22 studenti dell’Istituto di Istruzione Superiore “A.Manzoni” di Mistretta, sezione Tecnico Agraria sede associata di Caronia, saranno i protagonisti del nuovo progetto di alternanza scuola lavoro, con l’intento di approfondire gli studi tecnici-naturalistici finalizzati al monitoraggio e alla salvaguardia del territorio

foto_mistretta_11APRILEContinua l’intensa attività del Parco dei Nebrodi a supporto degli Istituti scolastici del comprensorio: 22 studenti dell’Istituto di Istruzione Superiore “A.Manzoni” di Mistretta, sezione Tecnico Agraria sede associata di Caronia,  saranno i protagonisti del nuovo progetto di alternanza scuola lavoro, con l’intento di approfondire gli studi tecnici-naturalistici finalizzati al monitoraggio e alla salvaguardia del territorio. Le attività si svolgeranno sotto l’assistenza dei tutor e del personale del Parco dei Nebrodi, con l’intento di  favorire l’orientamento in un percorso di valorizzazione di interessi personali ed attitudini. Il Presidente del Parco, Giuseppe Antoci, nel riconoscere la primaria importanza della formazione dei giovani del territorio dei Nebrodi, coglie l’occasione per manifestare la disponibilità dell’Ente nella promozione di politiche attive di orientamento e formazione. Crediamo che il binomio Scuole-Parco sia fondamentale per il raggiungimento dell’obiettivo dell’occupazione, e soprattutto, dell’orientamento alle  professionalità utili in area Parco.
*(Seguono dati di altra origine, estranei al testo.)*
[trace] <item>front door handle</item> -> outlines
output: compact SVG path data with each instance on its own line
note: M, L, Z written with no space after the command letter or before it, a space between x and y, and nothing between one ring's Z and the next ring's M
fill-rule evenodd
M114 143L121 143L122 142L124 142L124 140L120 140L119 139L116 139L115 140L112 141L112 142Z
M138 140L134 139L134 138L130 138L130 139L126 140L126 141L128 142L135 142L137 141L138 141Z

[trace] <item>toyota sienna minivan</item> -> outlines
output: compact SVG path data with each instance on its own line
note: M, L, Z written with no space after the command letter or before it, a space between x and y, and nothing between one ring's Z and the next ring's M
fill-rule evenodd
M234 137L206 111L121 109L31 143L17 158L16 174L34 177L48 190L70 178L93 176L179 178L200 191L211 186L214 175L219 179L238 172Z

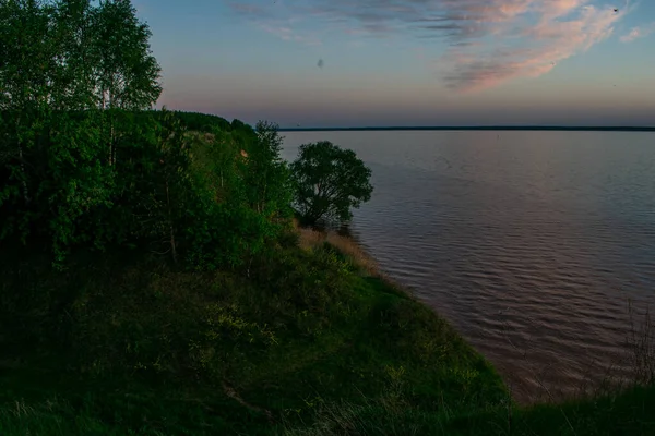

Per questo motivo, sia  attraverso una specifica riorganizzazione della macchina amministrativa, ma anche grazie alla piena disponibilità dell’Ente a fornire supporto a tutti gli Istituti scolastici di ogni ordine e grado stiamo attivando una serie di iniziative con risultati soddisfacenti, come testimoniano le crescenti richieste sia nell’ambito dei progetti alternanza scuola- lavoro che delle  iniziative  di educazione ambientale L’obiettivo, conclude Antoci, quello di permettere nei nostri territori lo sviluppo di cultura e lavoro grazie all’offerta naturalistica  con un conseguente innalzamento della qualità della vita”.